The recent budget package represents the biggest ever social welfare budget allocation, amounting to over £305 million on a full year basis. Among the major improvements included in the package are a £6 weekly increase in the personal rates of pension for people over 66 and for those over 65 on retirement and invalidity pension, together with a £3 increase in the qualified adult allowance payable with old age, retirement and invalidity pensions; a £3 weekly increase in the personal rates for other social welfare recipients under 66 years, together with a £2 increase in the qualified adult allowance; additional increases for those on the lowest rates so as to bring all social welfare rates above the Commission on Social Welfare's target rate; a £3 increase in the monthly child benefit for each of the first two children, with a £4 increase per month for each other child; a major package of improvements for carers costing £18 million in a full year, including the introduction of an annual once-off payment of £200 towards the cost of respite care; the introduction of a special 50 per cent pension for certain self-employed people who were aged 56 and over in April 1988 and who have at least five years PRSI contributions since then; the payment of arrears on a sliding scale on late claims for contributory pensions made pre-January 1997; and the introduction of a new means-tested farm assist scheme to help low income farmers.
In addition to these budget improvements, I have recently announced a five-fold increase in the death grant from £100 to £500 to assist families in the payment of funeral expenses, at an extra cost of £10 million in a full year.

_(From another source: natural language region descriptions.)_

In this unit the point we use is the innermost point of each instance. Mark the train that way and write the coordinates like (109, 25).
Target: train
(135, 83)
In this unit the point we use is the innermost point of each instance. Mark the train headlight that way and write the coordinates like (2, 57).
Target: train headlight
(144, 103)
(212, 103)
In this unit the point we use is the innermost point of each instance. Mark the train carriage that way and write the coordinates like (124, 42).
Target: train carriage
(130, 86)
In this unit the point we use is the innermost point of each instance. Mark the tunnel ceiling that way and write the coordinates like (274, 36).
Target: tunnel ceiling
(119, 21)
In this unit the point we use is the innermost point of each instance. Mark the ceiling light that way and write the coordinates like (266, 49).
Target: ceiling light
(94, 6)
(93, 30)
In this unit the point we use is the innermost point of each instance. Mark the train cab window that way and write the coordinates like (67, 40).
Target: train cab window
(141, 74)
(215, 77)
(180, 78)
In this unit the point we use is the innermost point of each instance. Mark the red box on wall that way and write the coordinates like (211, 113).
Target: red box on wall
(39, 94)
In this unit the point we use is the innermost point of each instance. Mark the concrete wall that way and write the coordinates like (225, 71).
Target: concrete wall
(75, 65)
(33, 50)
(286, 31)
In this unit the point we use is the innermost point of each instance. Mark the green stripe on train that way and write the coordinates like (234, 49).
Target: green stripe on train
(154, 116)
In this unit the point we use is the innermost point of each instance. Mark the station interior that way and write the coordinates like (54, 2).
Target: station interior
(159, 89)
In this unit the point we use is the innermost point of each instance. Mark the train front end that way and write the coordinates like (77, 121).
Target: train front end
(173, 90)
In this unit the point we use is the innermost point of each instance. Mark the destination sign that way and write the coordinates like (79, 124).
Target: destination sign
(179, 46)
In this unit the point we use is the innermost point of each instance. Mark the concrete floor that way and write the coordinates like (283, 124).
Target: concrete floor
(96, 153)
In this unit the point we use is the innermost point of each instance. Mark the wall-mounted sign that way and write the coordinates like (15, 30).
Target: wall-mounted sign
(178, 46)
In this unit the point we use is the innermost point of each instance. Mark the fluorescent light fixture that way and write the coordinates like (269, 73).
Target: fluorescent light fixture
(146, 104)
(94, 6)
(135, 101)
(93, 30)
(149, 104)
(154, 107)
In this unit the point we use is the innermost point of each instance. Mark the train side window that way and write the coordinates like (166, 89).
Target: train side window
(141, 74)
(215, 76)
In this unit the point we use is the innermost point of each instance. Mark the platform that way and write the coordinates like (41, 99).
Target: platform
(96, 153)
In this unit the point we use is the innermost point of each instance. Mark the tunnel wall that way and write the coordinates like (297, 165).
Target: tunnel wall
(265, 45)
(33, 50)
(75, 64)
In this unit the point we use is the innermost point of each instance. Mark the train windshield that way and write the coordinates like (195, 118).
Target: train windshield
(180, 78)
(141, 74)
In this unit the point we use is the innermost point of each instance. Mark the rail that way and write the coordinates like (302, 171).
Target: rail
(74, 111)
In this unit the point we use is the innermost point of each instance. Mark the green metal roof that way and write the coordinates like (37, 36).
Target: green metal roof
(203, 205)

The cost of the various increases in weekly social welfare payments, including FIS improvements, in the 1999 budget amounts to almost £206 million on a full year basis. The additional cost of bringing these increases forward by eight weeks to 6 April 1999 would amount to almost £32 million.
The question of the level of future increases to be provided, together with the effective dates of those increases, are matters to be decided in a budgetary context having regard to the available resources and in the light of the Government's other priorities.